Saudi Arabia has executed a Sri Lankan domestic worker for the death of a baby in her care in 2005, said a foreign ministry official in Colombo on Wednesday.
Rizana Nafeek had denied killing the four-month-old boy, BBC reported. Her supporters described her execution as a breach of international child rights.
The Saudi interior ministry said Nafeek was beheaded for smothering the infant after an argument with the child's mother in the town of al-Dwadmi.
Nafeek had been working in Saudi Arabia for two weeks in 2005 when the 'Utaibi family's four-month-old baby died in her care.
Nafeek retracted a confession that she said was made under duress, and said the baby died in a choking accident while drinking from a bottle.

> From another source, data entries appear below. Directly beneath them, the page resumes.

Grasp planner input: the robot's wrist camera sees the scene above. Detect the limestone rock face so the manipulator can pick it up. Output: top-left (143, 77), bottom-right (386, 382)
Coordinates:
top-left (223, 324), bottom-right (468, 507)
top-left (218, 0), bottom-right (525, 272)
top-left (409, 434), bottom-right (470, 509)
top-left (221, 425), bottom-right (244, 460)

Authorities have incarcerated Nafeek in Dawadmi prison since 2005.
She had no access to legal counsel until after a court in Dawadmi sentenced her to death by beheading in 2007.
Under the system of 'qisas' (retaliation) that governs murder cases in Saudi Arabia, the baby's parents could grant Nafeek a pardon or seek blood money in compensation.
Earlier in the day, Human Rights Watch said Saudi Arabia should halt the execution of a Sri Lankan domestic worker convicted of killing a baby in her care in 2005 when she was 17.
International law prohibits the death penalty for crimes committed before the age of 18.
The Sri Lankan parliament observed a minute's silence Wednesday in Nafeek's honour.
President Rajapakse and the government deplored the execution "despite all efforts at the highest level of the government and the outcry of the people locally and internationally", the foreign ministry said.
Nafeek's parents had repeatedly appealed to Saudi Arabia King Abdullah bin Abdulaziz Al Saud for pardoning her. She was convicted in 2007 for murdering four-month-old baby.